Por esse vigor é que o filme, feito em 1974, não parece envelhecido. Pelo contrário. Fora os figurinos e alguns tons da fotografia, nada há de datado. A obra respira urgência e vida presente, uma das marcas de Cassavetes. Ele filma seus personagens como se os surpreendesse em seu cotidiano, no meio de uma frase, em plena ação.
Como na vida real,o acaso desmonta as expectativas. Mabel e o marido, Nick (Peter Falk), planejaram uma noite romântica, mandando os três filhos para a casa da avó (Lady Rowlands, mãe de Gena na vida real). Nick, que trabalha em obras, é obrigado a atender a uma emergência nos encanamentos de um outro bairro da cidade. O incidente deflagra uma crise emocional na instável Mabel. Ela acaba se embriagando num bar e trazendo um homem para casa. Mas é visível que ela não tem consciência total do que está fazendo nem das possíveis conseqüências. Ela nem mesmo lembra depois tudo o que diz ou faz.
Contando com uma atriz destemida e talentosa como Gena, a personagem alça vôo e ganha estatura humana. Descolando-a de qualquer contexto que poderia torná-la caricata, Gena expõe sua ternura, seu infantil desejo de aventura, seu total descompromisso com as convenções e a moralidade, que ela nem mesmo entende.

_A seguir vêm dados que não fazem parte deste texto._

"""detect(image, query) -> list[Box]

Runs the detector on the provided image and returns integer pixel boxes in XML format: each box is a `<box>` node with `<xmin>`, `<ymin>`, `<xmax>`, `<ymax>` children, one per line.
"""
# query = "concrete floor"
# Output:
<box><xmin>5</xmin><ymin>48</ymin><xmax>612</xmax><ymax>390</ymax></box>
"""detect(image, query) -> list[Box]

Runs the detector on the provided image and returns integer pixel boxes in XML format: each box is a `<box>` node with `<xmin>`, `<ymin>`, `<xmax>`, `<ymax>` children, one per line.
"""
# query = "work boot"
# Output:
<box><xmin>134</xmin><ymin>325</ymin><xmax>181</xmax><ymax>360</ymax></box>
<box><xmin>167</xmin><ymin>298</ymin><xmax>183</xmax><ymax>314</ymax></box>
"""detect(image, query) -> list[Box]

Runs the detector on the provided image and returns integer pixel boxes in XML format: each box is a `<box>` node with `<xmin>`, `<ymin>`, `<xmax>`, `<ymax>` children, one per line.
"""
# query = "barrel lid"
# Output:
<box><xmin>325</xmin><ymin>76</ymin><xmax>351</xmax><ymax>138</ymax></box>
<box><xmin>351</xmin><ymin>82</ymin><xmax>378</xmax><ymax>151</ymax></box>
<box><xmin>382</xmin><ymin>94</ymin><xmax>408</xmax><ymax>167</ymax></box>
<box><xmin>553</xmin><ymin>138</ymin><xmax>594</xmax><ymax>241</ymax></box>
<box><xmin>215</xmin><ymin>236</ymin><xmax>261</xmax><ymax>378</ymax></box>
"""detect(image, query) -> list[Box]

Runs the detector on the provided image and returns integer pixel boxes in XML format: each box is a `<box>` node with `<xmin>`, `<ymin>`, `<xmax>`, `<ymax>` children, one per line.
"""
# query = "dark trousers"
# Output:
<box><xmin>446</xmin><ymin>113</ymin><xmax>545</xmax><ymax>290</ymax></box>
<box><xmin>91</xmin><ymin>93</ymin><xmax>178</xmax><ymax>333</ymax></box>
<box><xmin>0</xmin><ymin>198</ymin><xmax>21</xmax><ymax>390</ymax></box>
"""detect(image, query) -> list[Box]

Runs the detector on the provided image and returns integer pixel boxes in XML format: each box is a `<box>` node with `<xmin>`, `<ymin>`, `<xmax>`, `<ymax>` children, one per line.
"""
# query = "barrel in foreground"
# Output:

Assim, ela provoca sem querer uma cena de ciúme de Nick quando convida para dançar um dos operários que ele trouxe para almoçar em sua casa – onde o menu é sempre espaguete, a única coisa que Mabel sabe fazer (um detalhe inspirado na vida real das filmagens do diretor, muitas realizadas em sua própria casa e intercaladas por sessões de sanduíche ou macarrão).
Mabel é capaz de muito mais. Como esperar os filhos por horas na calçada de casa, aguardando o ônibus que os trará da escola – de pura saudade. Ou de inventar de repente uma festa à tarde sem nenhuma razão especial, que implica que todo mundo use fantasias e faça evoluções de balé. Esta última aventura acaba mal porque o pai de uma das crianças convidadas interpreta bem mal as idéias de Mabel.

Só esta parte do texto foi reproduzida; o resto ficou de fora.